小さく産まれた赤ちゃん向けの衣服の存在を知ってもらいたいと話す奥村さん(京都市中京区・ススリレ)

小さく産まれた赤ちゃん向けの衣服の存在を知ってもらいたいと話す奥村さん(京都市中京区・ススリレ)

 小さく産まれた赤ちゃん向けに、小さなサイズの衣服を製造販売する京都市中京区の「ススリレ」が、全国の新生児集中治療室(NICU)に肌着や小物のサンプルを届ける取り組みを始めた。

 ススリレ代表の奥村由乃さん(50)が企画した。2011年に長男を1153グラムで出産した際、京都府立医科大付属病院NICUで長期入院を経験した。低体重出生児には病院の肌着はぶかぶかで「小さく産まれたことを再確認させられるようでつらかった」という奥村さん。小さな肌着を作って長男に着せたところ、医師や看護師との会話が弾み、前向きな気持ちになれた経験から、低体重出生児や医療的ケア児向けに肌着やミトンなどの小物を作り始めた。

 これまで、同大のNICUに300着ほどの肌着を寄贈。医療関係者らの声を取り入れ改良を加えてきた。脱ぎ着しやすくするため肩で開け閉めできるようにしたり、肌着に医療器具を通す穴を開けたりするなど工夫を凝らす。
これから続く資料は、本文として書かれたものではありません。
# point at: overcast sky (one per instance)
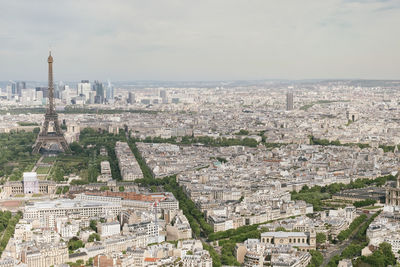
(200, 39)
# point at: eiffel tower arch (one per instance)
(45, 138)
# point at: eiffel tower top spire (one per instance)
(51, 86)
(45, 139)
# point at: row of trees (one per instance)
(363, 203)
(354, 224)
(359, 242)
(325, 142)
(205, 140)
(9, 231)
(16, 153)
(316, 194)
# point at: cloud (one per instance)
(200, 40)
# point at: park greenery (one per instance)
(85, 159)
(321, 238)
(74, 244)
(363, 203)
(382, 257)
(94, 237)
(354, 224)
(359, 242)
(325, 142)
(16, 154)
(316, 258)
(7, 224)
(316, 194)
(23, 123)
(204, 140)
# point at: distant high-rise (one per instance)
(20, 87)
(84, 88)
(163, 95)
(131, 98)
(109, 91)
(99, 88)
(289, 101)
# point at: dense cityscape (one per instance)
(204, 134)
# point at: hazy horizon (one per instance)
(192, 41)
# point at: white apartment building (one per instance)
(108, 229)
(47, 211)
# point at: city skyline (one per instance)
(188, 41)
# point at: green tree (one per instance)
(321, 238)
(93, 225)
(94, 237)
(316, 258)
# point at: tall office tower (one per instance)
(8, 91)
(289, 101)
(99, 88)
(45, 91)
(20, 87)
(131, 98)
(84, 88)
(46, 139)
(163, 95)
(39, 96)
(13, 88)
(109, 91)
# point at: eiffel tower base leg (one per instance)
(37, 147)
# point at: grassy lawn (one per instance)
(42, 170)
(372, 207)
(49, 159)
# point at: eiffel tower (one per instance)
(46, 138)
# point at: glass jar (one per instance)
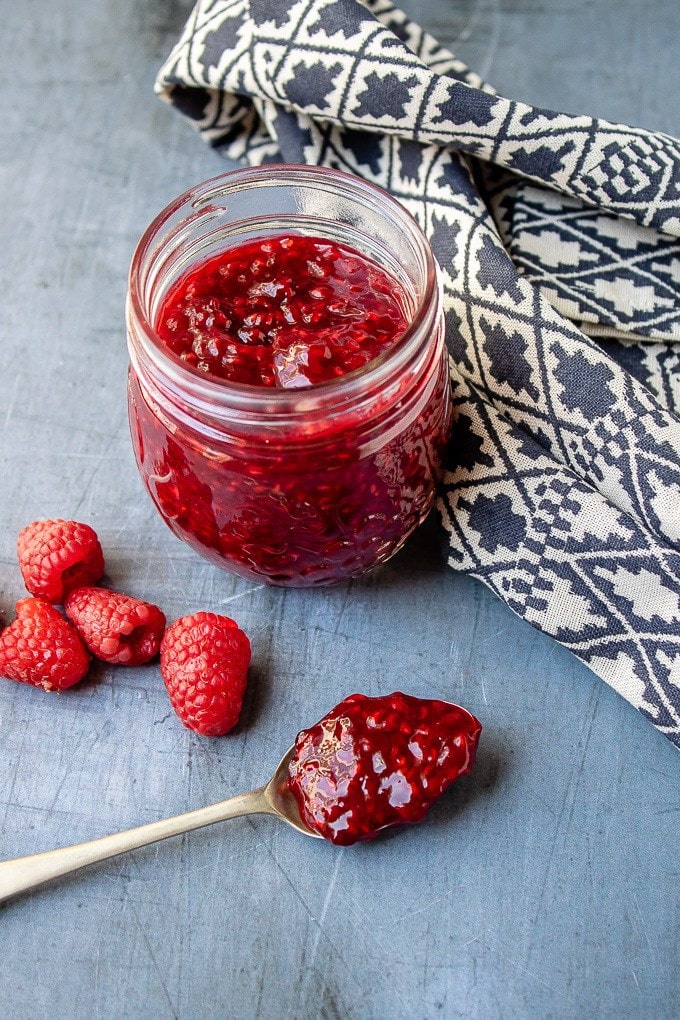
(290, 487)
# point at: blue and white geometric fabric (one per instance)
(563, 491)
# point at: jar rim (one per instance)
(212, 392)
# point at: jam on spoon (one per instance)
(369, 763)
(375, 762)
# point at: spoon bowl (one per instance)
(273, 799)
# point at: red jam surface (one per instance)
(283, 311)
(321, 499)
(375, 762)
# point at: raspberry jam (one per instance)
(286, 311)
(376, 762)
(289, 394)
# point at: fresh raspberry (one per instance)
(42, 648)
(116, 627)
(58, 556)
(204, 660)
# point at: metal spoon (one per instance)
(273, 799)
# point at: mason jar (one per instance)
(296, 487)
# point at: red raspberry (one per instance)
(58, 556)
(204, 660)
(116, 627)
(42, 648)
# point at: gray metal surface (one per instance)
(545, 883)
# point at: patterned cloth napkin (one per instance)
(559, 240)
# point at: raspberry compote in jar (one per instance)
(289, 395)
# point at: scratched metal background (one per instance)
(545, 883)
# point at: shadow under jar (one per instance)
(292, 487)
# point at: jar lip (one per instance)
(211, 390)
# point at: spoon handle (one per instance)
(27, 872)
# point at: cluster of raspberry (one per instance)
(204, 658)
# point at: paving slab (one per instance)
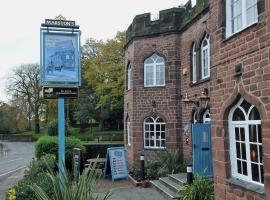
(125, 190)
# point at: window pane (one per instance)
(242, 134)
(255, 172)
(245, 168)
(262, 172)
(151, 127)
(163, 143)
(254, 153)
(238, 115)
(245, 105)
(252, 133)
(162, 127)
(254, 114)
(149, 119)
(239, 168)
(238, 150)
(158, 143)
(243, 148)
(160, 120)
(259, 133)
(237, 138)
(261, 153)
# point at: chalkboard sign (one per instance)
(116, 163)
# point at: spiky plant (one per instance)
(69, 189)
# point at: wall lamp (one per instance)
(202, 100)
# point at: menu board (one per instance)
(116, 163)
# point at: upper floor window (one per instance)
(129, 75)
(194, 66)
(154, 71)
(154, 132)
(240, 14)
(128, 132)
(246, 150)
(205, 58)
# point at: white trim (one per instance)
(229, 24)
(129, 74)
(154, 66)
(233, 154)
(194, 64)
(154, 123)
(207, 50)
(128, 133)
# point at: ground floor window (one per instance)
(246, 142)
(154, 132)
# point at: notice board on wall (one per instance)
(116, 163)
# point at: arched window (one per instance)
(129, 77)
(154, 71)
(246, 142)
(205, 58)
(128, 132)
(193, 66)
(206, 117)
(154, 132)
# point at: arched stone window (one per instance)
(207, 117)
(205, 57)
(193, 64)
(128, 128)
(154, 71)
(246, 142)
(154, 132)
(129, 77)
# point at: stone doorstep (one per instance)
(170, 185)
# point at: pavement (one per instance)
(125, 190)
(14, 158)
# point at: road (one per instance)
(14, 158)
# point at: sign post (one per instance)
(60, 71)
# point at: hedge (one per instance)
(49, 145)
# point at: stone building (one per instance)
(198, 80)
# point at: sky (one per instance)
(99, 19)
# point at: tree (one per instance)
(104, 74)
(24, 85)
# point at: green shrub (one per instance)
(49, 145)
(69, 189)
(36, 174)
(53, 128)
(201, 189)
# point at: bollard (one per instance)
(142, 167)
(189, 174)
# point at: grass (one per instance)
(89, 136)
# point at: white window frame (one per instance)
(128, 133)
(154, 65)
(229, 17)
(205, 65)
(154, 123)
(194, 64)
(233, 154)
(206, 120)
(129, 74)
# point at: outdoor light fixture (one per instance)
(203, 99)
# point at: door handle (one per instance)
(205, 149)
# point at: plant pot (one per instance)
(145, 183)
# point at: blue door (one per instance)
(202, 150)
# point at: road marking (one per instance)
(10, 160)
(12, 171)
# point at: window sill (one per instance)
(233, 35)
(247, 185)
(199, 82)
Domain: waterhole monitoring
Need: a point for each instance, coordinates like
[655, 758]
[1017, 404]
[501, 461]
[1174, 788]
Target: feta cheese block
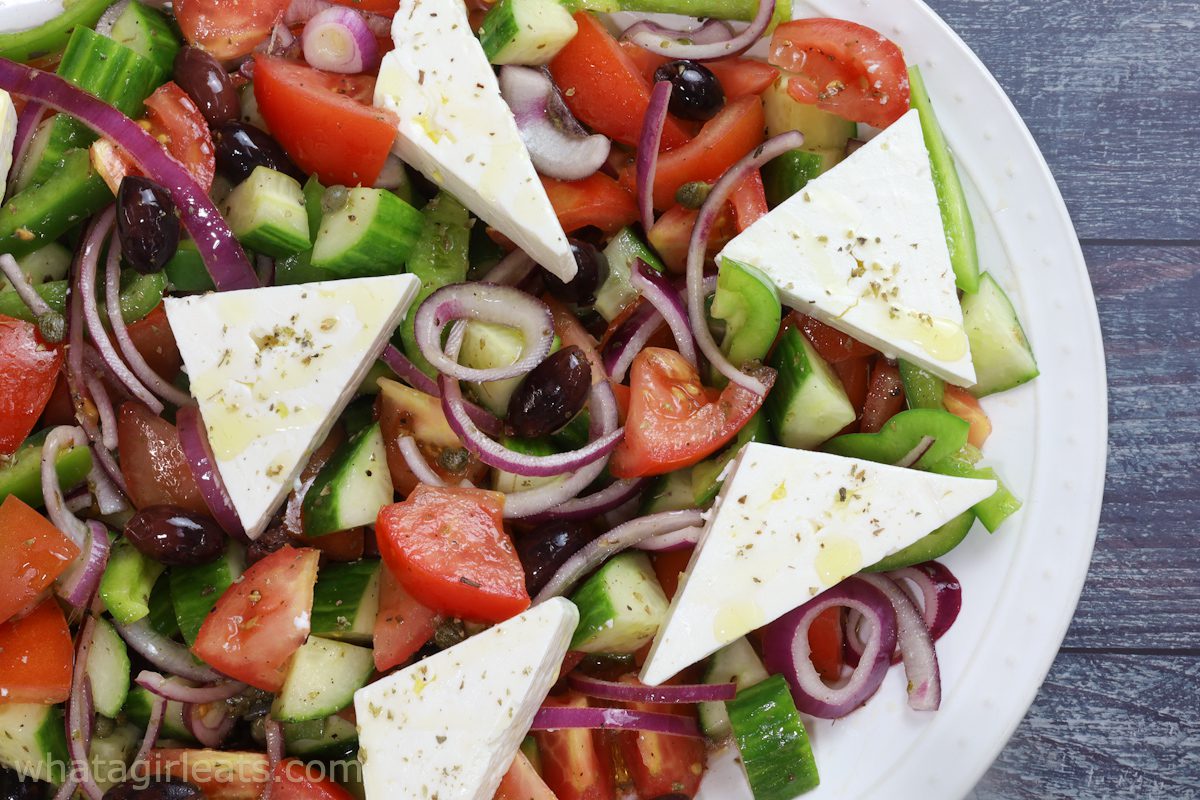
[273, 368]
[863, 248]
[457, 130]
[787, 525]
[449, 726]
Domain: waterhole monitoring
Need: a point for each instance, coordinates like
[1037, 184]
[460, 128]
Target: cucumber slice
[267, 214]
[808, 404]
[526, 31]
[195, 589]
[346, 601]
[322, 679]
[774, 745]
[108, 669]
[955, 215]
[371, 235]
[621, 607]
[1000, 349]
[735, 662]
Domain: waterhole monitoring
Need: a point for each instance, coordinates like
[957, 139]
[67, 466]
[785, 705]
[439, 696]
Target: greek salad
[406, 398]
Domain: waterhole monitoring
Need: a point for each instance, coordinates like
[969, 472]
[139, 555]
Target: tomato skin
[402, 625]
[604, 88]
[673, 420]
[33, 554]
[28, 371]
[315, 114]
[35, 656]
[449, 549]
[153, 461]
[843, 67]
[261, 620]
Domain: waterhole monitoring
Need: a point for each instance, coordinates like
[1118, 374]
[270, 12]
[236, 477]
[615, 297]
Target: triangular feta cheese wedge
[787, 525]
[457, 130]
[863, 248]
[449, 726]
[273, 368]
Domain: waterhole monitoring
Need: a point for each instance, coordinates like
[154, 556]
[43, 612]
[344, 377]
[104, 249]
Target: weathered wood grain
[1110, 90]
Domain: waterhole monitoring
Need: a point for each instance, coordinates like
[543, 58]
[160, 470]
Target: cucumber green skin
[774, 745]
[41, 214]
[900, 434]
[34, 741]
[953, 202]
[439, 258]
[52, 35]
[930, 547]
[127, 582]
[22, 476]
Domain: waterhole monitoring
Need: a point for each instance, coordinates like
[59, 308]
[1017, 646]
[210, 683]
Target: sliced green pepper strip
[904, 433]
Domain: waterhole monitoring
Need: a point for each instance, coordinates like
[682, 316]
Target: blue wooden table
[1111, 91]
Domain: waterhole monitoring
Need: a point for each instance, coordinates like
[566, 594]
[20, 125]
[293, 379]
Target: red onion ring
[697, 247]
[557, 717]
[615, 541]
[607, 690]
[786, 649]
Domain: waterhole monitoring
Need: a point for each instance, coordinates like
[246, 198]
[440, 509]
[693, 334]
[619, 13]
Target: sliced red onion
[648, 149]
[339, 40]
[217, 246]
[699, 245]
[609, 690]
[557, 717]
[683, 44]
[557, 143]
[490, 304]
[193, 438]
[916, 645]
[786, 649]
[619, 539]
[659, 293]
[166, 654]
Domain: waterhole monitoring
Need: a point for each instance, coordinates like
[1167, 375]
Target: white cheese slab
[449, 726]
[787, 525]
[273, 368]
[863, 250]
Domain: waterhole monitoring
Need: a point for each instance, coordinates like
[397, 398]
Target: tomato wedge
[449, 549]
[604, 86]
[843, 67]
[261, 620]
[673, 420]
[33, 554]
[28, 371]
[324, 121]
[35, 656]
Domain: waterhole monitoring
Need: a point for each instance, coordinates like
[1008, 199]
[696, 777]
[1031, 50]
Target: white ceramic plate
[1019, 585]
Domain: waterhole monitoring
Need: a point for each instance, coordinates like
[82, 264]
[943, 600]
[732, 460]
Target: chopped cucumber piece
[621, 607]
[1000, 349]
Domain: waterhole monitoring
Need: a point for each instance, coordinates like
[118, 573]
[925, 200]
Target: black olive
[240, 148]
[173, 535]
[593, 269]
[695, 91]
[147, 223]
[208, 84]
[551, 394]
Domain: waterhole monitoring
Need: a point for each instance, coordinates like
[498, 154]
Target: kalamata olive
[168, 789]
[593, 269]
[175, 536]
[551, 394]
[695, 91]
[546, 548]
[208, 83]
[240, 148]
[147, 223]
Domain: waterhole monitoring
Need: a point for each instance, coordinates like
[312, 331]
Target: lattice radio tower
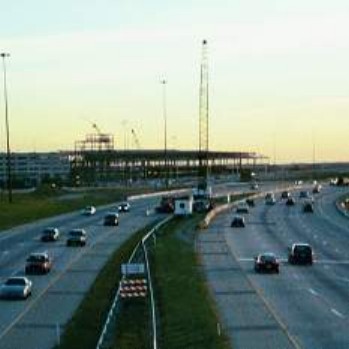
[203, 118]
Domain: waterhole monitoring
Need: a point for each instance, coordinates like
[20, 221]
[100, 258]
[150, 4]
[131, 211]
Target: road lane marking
[313, 292]
[337, 313]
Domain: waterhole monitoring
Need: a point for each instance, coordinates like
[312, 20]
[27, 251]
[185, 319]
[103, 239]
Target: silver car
[16, 287]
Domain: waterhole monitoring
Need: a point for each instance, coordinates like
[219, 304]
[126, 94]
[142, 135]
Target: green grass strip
[187, 313]
[30, 207]
[84, 329]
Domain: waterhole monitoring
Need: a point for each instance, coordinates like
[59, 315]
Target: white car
[16, 287]
[89, 211]
[124, 207]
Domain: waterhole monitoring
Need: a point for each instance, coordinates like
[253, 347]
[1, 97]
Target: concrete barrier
[213, 213]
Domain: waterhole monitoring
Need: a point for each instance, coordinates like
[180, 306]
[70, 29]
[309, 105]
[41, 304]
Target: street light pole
[164, 82]
[9, 176]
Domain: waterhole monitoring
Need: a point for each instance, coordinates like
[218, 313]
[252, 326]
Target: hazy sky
[278, 71]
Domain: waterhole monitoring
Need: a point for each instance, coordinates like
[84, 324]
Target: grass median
[85, 327]
[45, 203]
[188, 318]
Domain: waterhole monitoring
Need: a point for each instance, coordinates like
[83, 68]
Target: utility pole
[203, 119]
[9, 175]
[164, 109]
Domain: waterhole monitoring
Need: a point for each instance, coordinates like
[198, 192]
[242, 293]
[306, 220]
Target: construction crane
[135, 139]
[94, 125]
[203, 121]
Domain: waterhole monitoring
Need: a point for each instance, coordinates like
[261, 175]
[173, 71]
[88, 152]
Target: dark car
[124, 207]
[250, 202]
[304, 194]
[16, 287]
[238, 222]
[38, 263]
[285, 194]
[242, 207]
[308, 207]
[300, 253]
[317, 189]
[266, 262]
[76, 237]
[111, 219]
[290, 201]
[50, 234]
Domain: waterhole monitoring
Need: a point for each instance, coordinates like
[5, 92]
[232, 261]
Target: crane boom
[135, 139]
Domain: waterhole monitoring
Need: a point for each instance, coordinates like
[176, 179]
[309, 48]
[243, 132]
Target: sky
[278, 74]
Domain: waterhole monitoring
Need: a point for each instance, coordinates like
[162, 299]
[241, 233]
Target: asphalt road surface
[35, 323]
[303, 306]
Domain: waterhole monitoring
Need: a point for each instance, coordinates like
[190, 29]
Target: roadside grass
[85, 327]
[29, 207]
[187, 312]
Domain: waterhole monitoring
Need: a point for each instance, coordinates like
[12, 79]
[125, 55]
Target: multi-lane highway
[36, 322]
[303, 306]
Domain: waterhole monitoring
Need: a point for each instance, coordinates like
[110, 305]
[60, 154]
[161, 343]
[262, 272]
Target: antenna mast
[203, 121]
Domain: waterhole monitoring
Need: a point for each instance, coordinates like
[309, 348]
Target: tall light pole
[9, 177]
[164, 82]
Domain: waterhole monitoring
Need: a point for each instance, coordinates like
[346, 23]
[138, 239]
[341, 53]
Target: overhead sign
[133, 288]
[132, 268]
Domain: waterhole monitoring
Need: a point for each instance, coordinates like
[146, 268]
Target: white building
[32, 168]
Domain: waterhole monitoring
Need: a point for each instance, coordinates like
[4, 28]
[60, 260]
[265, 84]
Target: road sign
[132, 268]
[133, 288]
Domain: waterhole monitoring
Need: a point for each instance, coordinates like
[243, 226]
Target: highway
[36, 322]
[308, 305]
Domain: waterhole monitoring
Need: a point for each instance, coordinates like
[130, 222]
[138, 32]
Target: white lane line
[246, 259]
[313, 292]
[337, 313]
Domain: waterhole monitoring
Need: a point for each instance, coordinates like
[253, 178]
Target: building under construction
[95, 160]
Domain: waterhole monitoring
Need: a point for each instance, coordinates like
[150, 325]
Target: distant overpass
[109, 164]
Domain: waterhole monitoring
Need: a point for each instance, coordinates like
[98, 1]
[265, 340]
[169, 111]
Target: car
[270, 200]
[16, 287]
[300, 253]
[250, 202]
[285, 194]
[50, 234]
[317, 189]
[38, 263]
[89, 211]
[242, 207]
[308, 207]
[76, 237]
[266, 262]
[111, 218]
[124, 207]
[304, 194]
[238, 222]
[202, 205]
[290, 201]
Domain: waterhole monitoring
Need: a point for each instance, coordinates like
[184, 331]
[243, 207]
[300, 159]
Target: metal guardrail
[111, 313]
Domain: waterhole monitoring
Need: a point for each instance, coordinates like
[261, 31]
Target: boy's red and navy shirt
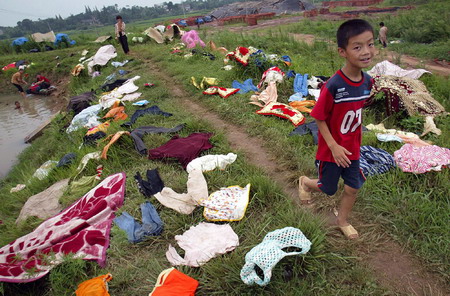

 今回、病院でもあまり知られていない小さな衣服の存在を知ってもらおうと、全国約200カ所のNICUにサンプルを送ることを計画した。

 奥村さんは「NICUで一生を終える赤ちゃんもいる。大切な毎日に小さな肌着が彩りを添え、赤ちゃんや家族の力になれれば」と話している。